This file contains a short description of the DTD used for saving/loading Tokenizers in ClarkSystem. There is one example XML document which represents the serialization of one Tokenizer from the system.
<!DOCTYPE Tokenizers [
<!ELEMENT Tokenizers (tokenizer)+>
<!ELEMENT tokenizer (name,author?,parent?,so?,Comment?,line+)>
<!ATTLIST tokenizer
type (primitive|normal) "normal"
>
The attribute type of the tokenizer represent the tokenizer type
primitive or normal.
For the primitive tokenizer the so (sort order) element is obligatory.

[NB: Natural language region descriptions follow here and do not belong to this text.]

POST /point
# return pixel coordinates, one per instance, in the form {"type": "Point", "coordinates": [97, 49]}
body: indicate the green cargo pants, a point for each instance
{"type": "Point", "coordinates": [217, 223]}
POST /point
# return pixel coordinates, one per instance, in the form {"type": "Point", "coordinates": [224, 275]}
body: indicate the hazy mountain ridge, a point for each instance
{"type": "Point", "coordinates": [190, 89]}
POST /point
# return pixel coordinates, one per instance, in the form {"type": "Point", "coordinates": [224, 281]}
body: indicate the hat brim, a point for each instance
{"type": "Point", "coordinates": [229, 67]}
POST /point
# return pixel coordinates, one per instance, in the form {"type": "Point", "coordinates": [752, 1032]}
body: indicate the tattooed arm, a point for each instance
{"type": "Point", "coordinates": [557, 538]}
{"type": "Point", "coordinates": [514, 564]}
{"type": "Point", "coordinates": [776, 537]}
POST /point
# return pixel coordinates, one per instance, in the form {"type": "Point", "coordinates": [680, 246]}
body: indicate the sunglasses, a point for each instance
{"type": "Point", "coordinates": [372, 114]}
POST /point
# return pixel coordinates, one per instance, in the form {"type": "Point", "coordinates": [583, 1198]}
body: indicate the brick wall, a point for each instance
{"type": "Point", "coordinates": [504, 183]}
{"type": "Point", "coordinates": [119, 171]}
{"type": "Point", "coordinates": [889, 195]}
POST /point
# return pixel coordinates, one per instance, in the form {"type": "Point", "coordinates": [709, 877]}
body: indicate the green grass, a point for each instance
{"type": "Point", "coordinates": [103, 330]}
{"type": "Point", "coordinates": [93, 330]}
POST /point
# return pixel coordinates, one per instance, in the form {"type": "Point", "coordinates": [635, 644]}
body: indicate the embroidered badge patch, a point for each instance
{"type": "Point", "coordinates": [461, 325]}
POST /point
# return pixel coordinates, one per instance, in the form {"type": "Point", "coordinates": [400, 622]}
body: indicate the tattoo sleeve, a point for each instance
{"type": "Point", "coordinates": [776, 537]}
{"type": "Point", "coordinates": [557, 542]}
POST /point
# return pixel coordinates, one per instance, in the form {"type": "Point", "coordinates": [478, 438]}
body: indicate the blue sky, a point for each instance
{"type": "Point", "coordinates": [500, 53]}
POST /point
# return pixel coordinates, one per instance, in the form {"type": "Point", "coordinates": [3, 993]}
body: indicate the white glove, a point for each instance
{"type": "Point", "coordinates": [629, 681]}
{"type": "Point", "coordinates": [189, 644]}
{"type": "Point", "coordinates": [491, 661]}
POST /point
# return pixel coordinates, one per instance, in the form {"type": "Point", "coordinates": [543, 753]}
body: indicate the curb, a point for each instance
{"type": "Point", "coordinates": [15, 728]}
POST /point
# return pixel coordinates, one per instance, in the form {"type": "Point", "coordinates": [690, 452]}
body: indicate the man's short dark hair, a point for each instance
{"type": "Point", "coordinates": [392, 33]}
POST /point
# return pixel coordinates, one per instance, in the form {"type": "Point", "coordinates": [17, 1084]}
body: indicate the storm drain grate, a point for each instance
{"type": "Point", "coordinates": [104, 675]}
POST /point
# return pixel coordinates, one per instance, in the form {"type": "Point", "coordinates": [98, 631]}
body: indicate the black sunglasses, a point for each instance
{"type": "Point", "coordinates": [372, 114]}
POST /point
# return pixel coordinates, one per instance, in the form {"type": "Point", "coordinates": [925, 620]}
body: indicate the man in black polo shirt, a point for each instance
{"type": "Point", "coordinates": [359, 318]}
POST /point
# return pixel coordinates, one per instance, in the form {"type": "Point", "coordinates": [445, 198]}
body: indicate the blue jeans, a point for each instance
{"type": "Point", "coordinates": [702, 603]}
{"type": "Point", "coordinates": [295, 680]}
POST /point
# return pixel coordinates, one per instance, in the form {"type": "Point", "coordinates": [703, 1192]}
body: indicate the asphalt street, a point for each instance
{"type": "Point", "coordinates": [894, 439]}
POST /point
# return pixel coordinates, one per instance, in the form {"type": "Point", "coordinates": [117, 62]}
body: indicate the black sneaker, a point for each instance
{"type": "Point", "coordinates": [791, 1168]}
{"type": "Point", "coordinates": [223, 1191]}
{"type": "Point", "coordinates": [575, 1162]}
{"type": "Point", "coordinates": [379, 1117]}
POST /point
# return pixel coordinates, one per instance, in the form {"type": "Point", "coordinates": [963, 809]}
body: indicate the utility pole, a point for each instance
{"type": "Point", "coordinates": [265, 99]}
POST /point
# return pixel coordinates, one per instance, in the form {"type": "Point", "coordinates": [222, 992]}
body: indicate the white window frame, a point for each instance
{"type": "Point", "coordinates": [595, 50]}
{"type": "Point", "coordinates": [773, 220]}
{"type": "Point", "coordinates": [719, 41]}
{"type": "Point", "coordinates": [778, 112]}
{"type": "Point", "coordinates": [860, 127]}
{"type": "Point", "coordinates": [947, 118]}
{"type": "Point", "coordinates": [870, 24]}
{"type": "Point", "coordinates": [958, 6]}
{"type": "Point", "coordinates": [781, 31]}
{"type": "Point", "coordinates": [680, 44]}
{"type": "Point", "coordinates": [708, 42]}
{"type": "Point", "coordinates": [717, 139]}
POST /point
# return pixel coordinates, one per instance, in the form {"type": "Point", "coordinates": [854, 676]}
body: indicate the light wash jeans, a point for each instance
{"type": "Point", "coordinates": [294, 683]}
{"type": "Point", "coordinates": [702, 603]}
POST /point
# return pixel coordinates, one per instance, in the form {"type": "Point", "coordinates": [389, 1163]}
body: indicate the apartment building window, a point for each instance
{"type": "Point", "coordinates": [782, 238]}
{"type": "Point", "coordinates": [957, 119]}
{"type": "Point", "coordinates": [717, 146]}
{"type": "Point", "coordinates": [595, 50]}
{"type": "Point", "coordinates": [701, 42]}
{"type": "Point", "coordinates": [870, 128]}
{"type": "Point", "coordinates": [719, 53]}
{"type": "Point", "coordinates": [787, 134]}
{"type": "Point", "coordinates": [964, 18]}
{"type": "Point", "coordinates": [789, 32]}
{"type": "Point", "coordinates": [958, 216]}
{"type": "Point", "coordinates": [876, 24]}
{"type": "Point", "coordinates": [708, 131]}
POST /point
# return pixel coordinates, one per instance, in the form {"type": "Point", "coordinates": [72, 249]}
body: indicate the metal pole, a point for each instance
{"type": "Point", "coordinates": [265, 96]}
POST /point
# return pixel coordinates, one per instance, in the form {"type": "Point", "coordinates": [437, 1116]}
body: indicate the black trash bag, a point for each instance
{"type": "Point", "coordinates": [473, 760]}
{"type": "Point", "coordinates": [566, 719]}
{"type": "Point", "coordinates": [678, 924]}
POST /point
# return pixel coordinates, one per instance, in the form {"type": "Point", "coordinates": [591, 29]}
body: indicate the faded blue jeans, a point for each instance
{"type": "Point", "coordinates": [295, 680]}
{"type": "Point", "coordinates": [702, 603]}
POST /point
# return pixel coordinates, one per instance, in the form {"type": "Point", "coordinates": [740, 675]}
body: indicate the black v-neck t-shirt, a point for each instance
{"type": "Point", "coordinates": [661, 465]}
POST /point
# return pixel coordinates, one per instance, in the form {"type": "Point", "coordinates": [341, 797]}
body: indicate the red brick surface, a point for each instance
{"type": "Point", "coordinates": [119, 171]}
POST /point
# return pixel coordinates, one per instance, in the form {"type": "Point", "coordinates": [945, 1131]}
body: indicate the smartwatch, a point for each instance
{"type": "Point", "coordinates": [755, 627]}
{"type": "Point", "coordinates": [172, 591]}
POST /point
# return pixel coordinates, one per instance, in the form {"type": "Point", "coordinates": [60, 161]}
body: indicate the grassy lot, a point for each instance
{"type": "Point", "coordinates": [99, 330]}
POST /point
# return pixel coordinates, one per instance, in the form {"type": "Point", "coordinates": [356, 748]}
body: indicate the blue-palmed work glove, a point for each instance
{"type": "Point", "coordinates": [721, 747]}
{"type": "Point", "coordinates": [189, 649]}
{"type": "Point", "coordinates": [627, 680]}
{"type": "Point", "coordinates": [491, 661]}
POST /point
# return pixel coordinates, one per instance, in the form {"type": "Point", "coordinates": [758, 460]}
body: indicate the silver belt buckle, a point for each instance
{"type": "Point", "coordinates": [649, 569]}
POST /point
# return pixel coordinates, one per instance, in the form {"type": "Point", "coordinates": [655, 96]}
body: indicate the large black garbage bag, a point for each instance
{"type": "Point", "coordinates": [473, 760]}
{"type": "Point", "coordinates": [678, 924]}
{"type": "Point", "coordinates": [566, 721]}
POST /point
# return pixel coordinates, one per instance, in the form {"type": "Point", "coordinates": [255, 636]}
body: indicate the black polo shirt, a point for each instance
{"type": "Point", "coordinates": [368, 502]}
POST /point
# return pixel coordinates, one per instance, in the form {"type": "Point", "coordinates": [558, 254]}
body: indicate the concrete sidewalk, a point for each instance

The normal tokenizer must have a parent element which represents the parent tokenizer
name.
<!ELEMENT name #PCDATA>
<!ELEMENT author #PCDATA>
<!ELEMENT so #PCDATA>
<!ELEMENT parent #PCDATA>
<!ELEMENT Comment #PCDATA>
<!ELEMENT line (cat,value,normalize?)+>
<!ELEMENT cat #PCDATA>
<!ELEMENT value #PCDATA>
<!ELEMENT normalize (normcat,(code,norm)*)><!-- Normalization for the current line -->
<!ELEMENT normcat #PCDATA>
<!ELEMENT code #PCDATA>
<!ELEMENT norm #PCDATA>
Example :
<?xml version="1.0"?>
<!-- This Document is created with the Clark System! http://www.bultreebank.org -->
<Tokenizers>
<tokenizer type="normal">
<name>MixedWord</name>
<author>Clark System</author>
<parent>Mixed</parent>
<line>
<cat>LATw</cat>
<value>LAT+|(LAT+,"-",LAT+)+</value>
</line>
<line>
<cat>CYRw</cat>
<value>CYR+|(CYR+,"-",CYR+)+</value>
</line>
</tokenizer>
</Tokenizers>